The map shows where the hot spots are, thus allowing deputies and first responders to mobilize resources to those areas of concern.
“If you can’t see it, you can’t stop it,” Sheriff Rambosk said.
CCSO has mapped 40 suspected heroin overdoses, including four that were fatal, since April 14 when the agency went live with the program. The figure, however, represents only the overdoses that CCSO deputies responded to.
“We’re only responding to a fraction of the overdoses and we need other entities to get on board with us to give us a more complete picture,’’ said Vice and Narcotics Bureau Sgt. Gary Gambino.
CCSO is one of 90 agencies in the U.S. and the only one in Florida currently using the program, said Jeff Beeson, deputy director of the Washington/Baltimore HIDTA, which operates the program.
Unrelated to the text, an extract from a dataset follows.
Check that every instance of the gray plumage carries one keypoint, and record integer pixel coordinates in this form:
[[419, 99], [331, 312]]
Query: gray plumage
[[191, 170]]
A new law set to take effect in Florida on Oct 1 creates guidelines for EMS to report drug overdoses to the state Department of Health and provides immunity for persons who make reports in good faith. It also requires hospital emergency departments to develop policies to promote the prevention of unintentional drug overdoses.
“Working together to track heroin overdoses in Collier County makes sense,” said Debbie Curry, spokeswoman for the NCH Healthcare System. “This is a national issue and although the number of cases at our hospitals is minimal, we are happy to participate in this new tracking process which should provide additional data and insight into this growing problem.”
Collier EMS will begin mapping overdoses in October, said EMS Chief Tabatha Butcher. It is important to track where overdoses are happening for EMS for several reasons, she said.
“One reason is for safety,” Chief Butcher said. “If we know where there is a large number of overdoses, then our paramedics and emergency medical technicians can be aware of their surroundings and ensure they take the proper precautions.”
Knowing the types of drugs that are in certain areas is also important. There are drugs out now that can be absorbed through skin contact which could pose a risk for first responders, she said.
Chief Butcher said knowing that a certain area has drug problems could help paramedics stock certain ambulances with more Narcan so they are prepared, if needed. EMS may also target these areas for training family members of substance abusers on the use of Narcan and where to get it.